Jean-Paul arrives. Painter Dude almost creams his pants, because he never thought the commission would actually happen. And it almost doesn't, because fucking Tarot Lady over here is all, 'can I have a word Jean-Paul?' and 'death stalks you and yours Jean-Paul' and 'you must leave the island at once Jean-Paul or everyone and everything in your life will turn to a big old pile of steaming shite.' And so on.

Jean-Paul listens to just about as much as he can stomach before telling her to step off. Aint no way he's leaving that island! That there is his very own tropical paradise. Even if it is a slightly strange one. (Eh? Eh? Oh suit yourself) Luckily he isn't pissed off enough to just walk out and never look back, and Painter Dude gets his meeting after all.

Of course, it's not entirely clear how he expects to get Painter Dude to paint his wife, since his wife is locked up in her Cryofuckery coffin. He obviously has a plan though.

That's his Plan Face

The meeting takes all of about 30 seconds and Jean-Paul just cold hands over seven and a half grand in cash. Cos that's just how he rolls. Then he wanders off to buy some Buds and the latest Playboy, leaving Holly and Painter Dude to their budding romance. I hate to think what's going to happen when Reverend Ted arrives on the scene.

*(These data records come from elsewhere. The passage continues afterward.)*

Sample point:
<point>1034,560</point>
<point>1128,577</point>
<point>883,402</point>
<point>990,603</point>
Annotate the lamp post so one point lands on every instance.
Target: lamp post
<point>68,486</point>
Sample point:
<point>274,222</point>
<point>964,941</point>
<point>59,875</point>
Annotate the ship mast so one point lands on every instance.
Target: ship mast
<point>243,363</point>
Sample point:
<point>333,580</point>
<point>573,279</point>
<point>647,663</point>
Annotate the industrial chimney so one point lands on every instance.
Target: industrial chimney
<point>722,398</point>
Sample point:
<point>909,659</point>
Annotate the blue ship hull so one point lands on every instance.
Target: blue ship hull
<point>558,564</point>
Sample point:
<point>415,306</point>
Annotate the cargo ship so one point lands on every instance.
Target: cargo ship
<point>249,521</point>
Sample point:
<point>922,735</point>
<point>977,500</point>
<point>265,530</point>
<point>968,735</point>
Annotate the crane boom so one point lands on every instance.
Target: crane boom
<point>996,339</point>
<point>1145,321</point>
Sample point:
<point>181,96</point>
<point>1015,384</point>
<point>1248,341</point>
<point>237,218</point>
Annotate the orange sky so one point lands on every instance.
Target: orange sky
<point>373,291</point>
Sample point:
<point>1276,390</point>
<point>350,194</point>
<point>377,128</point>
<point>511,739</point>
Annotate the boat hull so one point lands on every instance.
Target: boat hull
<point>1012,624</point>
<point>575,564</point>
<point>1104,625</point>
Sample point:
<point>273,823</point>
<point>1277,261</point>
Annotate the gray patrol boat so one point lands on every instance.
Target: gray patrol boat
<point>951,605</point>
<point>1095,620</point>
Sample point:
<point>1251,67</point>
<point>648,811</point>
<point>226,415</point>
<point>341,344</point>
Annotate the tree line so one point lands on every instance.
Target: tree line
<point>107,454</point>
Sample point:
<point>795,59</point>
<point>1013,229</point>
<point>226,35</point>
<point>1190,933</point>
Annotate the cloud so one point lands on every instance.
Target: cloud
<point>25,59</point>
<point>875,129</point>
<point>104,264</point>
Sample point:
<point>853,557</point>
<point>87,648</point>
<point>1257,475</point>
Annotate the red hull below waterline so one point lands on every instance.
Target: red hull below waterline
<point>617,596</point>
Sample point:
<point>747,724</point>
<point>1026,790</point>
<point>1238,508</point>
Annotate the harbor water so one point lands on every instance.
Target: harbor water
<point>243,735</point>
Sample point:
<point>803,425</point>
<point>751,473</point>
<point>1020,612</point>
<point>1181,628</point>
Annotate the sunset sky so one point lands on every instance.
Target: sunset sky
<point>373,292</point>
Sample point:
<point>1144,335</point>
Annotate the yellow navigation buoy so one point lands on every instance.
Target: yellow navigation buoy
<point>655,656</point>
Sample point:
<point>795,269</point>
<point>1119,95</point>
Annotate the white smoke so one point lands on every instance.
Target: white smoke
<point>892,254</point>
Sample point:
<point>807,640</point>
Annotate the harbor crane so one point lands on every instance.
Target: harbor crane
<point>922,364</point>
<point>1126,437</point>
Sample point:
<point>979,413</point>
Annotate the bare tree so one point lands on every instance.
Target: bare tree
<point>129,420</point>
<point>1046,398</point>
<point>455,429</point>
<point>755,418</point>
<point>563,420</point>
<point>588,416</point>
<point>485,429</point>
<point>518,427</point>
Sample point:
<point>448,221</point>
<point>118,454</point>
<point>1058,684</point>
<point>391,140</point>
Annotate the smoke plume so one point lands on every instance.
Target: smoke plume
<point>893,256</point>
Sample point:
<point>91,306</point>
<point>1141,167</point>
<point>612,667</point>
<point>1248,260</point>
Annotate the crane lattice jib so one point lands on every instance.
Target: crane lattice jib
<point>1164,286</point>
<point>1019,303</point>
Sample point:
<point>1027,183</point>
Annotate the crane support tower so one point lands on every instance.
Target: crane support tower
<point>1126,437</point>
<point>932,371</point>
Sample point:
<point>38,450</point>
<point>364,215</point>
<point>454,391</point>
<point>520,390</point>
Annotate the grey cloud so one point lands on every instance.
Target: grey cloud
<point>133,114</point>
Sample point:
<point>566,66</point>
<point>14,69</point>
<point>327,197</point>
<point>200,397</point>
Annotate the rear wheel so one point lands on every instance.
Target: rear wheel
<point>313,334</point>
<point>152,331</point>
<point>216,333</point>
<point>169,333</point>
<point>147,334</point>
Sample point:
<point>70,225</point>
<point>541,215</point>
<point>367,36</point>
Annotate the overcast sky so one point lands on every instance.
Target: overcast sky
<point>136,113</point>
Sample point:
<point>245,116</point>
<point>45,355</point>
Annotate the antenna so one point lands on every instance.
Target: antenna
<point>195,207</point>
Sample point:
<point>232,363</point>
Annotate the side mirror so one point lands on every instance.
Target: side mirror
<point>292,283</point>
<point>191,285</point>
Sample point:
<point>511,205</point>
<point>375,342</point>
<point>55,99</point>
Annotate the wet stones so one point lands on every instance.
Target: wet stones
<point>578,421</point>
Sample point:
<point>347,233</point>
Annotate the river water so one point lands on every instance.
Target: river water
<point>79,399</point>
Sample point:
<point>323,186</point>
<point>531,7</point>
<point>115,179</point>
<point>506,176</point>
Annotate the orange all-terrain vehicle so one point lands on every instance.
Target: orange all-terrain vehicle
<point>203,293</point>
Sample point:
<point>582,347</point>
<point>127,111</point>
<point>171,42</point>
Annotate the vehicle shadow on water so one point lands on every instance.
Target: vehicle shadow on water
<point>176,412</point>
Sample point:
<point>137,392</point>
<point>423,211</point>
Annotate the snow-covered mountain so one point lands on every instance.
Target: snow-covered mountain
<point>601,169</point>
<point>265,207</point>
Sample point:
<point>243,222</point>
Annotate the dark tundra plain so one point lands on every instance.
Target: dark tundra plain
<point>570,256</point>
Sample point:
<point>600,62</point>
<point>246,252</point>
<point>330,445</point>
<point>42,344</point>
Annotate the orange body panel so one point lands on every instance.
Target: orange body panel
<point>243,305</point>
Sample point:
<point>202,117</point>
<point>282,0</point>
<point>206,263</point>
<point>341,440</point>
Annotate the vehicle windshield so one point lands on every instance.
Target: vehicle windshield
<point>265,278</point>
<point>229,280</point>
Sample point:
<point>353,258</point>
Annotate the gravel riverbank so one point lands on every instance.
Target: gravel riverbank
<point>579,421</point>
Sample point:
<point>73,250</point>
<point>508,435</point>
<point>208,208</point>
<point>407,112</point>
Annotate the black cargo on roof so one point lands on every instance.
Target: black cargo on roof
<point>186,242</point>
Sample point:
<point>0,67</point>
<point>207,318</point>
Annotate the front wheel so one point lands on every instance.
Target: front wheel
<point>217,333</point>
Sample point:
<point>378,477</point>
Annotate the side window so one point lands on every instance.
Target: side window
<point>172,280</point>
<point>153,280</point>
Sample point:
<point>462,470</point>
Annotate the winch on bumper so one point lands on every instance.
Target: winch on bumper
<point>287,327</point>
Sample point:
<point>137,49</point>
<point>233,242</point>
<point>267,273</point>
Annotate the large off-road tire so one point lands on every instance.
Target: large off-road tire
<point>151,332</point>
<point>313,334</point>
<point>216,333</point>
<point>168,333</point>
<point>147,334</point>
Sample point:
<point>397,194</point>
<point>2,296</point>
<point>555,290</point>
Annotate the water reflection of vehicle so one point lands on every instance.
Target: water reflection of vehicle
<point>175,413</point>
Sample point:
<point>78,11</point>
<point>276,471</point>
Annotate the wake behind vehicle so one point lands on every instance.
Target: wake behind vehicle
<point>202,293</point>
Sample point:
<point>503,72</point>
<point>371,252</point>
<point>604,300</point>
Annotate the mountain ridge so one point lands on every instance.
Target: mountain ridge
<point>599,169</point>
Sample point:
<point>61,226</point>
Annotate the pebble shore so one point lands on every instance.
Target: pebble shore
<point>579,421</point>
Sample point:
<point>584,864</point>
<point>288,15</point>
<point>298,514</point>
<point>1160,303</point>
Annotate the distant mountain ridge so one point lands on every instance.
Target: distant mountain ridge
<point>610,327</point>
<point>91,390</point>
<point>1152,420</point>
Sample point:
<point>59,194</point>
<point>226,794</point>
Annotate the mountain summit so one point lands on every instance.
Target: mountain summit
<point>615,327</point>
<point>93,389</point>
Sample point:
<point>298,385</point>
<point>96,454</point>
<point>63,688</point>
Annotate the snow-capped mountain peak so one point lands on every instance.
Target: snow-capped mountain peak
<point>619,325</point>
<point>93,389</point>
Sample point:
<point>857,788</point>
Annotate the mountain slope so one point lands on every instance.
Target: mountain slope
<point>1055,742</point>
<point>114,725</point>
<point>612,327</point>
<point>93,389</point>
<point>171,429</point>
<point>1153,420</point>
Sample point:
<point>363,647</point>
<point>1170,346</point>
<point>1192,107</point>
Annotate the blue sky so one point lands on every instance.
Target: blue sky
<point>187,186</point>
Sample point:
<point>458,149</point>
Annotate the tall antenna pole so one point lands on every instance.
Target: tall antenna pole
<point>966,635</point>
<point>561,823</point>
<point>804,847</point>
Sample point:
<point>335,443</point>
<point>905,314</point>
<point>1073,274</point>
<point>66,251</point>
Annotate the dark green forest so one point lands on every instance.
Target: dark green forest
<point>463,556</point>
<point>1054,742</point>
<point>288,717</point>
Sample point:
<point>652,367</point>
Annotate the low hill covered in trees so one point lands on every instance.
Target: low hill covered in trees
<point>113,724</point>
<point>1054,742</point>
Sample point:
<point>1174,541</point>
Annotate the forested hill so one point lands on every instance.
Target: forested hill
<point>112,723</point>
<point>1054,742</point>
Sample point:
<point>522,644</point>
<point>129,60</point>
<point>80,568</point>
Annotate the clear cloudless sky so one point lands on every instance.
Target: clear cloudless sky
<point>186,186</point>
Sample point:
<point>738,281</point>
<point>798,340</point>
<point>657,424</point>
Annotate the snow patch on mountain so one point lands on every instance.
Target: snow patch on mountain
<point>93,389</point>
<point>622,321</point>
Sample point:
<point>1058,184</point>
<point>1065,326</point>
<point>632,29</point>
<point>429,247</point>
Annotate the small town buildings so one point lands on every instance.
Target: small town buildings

Him and Painter Dude are gonna kick off, I guarantee it.

After a little bit of banter, Painter Dude gets up and leaves to use that thick wad of cash to pay off the mafia hitmen who are hounding his every move. I swear he's not offscreen more than 10 seconds when Tarot Lady wanders in and says 'Oh Holly, Painter Dude has put in a word for you and I'm giving you a job.' Oh yes, Tarot Lady? When exactly?

Horrible bit of directing, that. Stands out a mile. If I wasn't so forgiving a soul I might have turned off the show and thrown my laptop out the window, bellowing with rage.

Holly gets all excited and as she gets up to leave; don't ask me where she's going cos I haven't got a clue; she bumps into...

Of all the Day Glo Cafe's in all the world...
It's only fucking Reverend Ted McGinley! Where the hell did he come from, he was talking to her Mum not five minutes ago. What the hell is happening to the passage of time here! I'm GETTING ANNOYED at this WANTON DISREGARD for logical story structure!!

Ahem, anyway, Holly isn't pleased to see him, and screams at him to leave her alone and get out out. I'm sure he'll respectfully abide by her clearly heartfelt request. Yeah. Definitely.

Jean-Paul is back. It seems he and Painter Dude can't go over to the island because Quinto had to take the boat with an urgent message for Raxl. Hmm. Rum.

We scoot on back to the house, where Quinto has already arrived, because TIME IS  MEANINGLESS NOW, and he... walks across the hall towards the cellar door.

There's a flash of lightning.

Look at him there. Al big and Quinto-ey
He pauses to ponder the lightning for a second. Then he walks through the cellar door.

The end.

The fuck was that about? ABSOLUTELY NOTHING HAPPENED IN THIS EPISODE AND THEY STILL BROKE ALL THE LAWS OF SPACE AND TIME TO FIT IT ALL IN. ALL THE NOTHING. BECAUSE NOTHING HAPPENED. THE FUCK!??!

Next episode best be fucking epic, that's all I'm saying.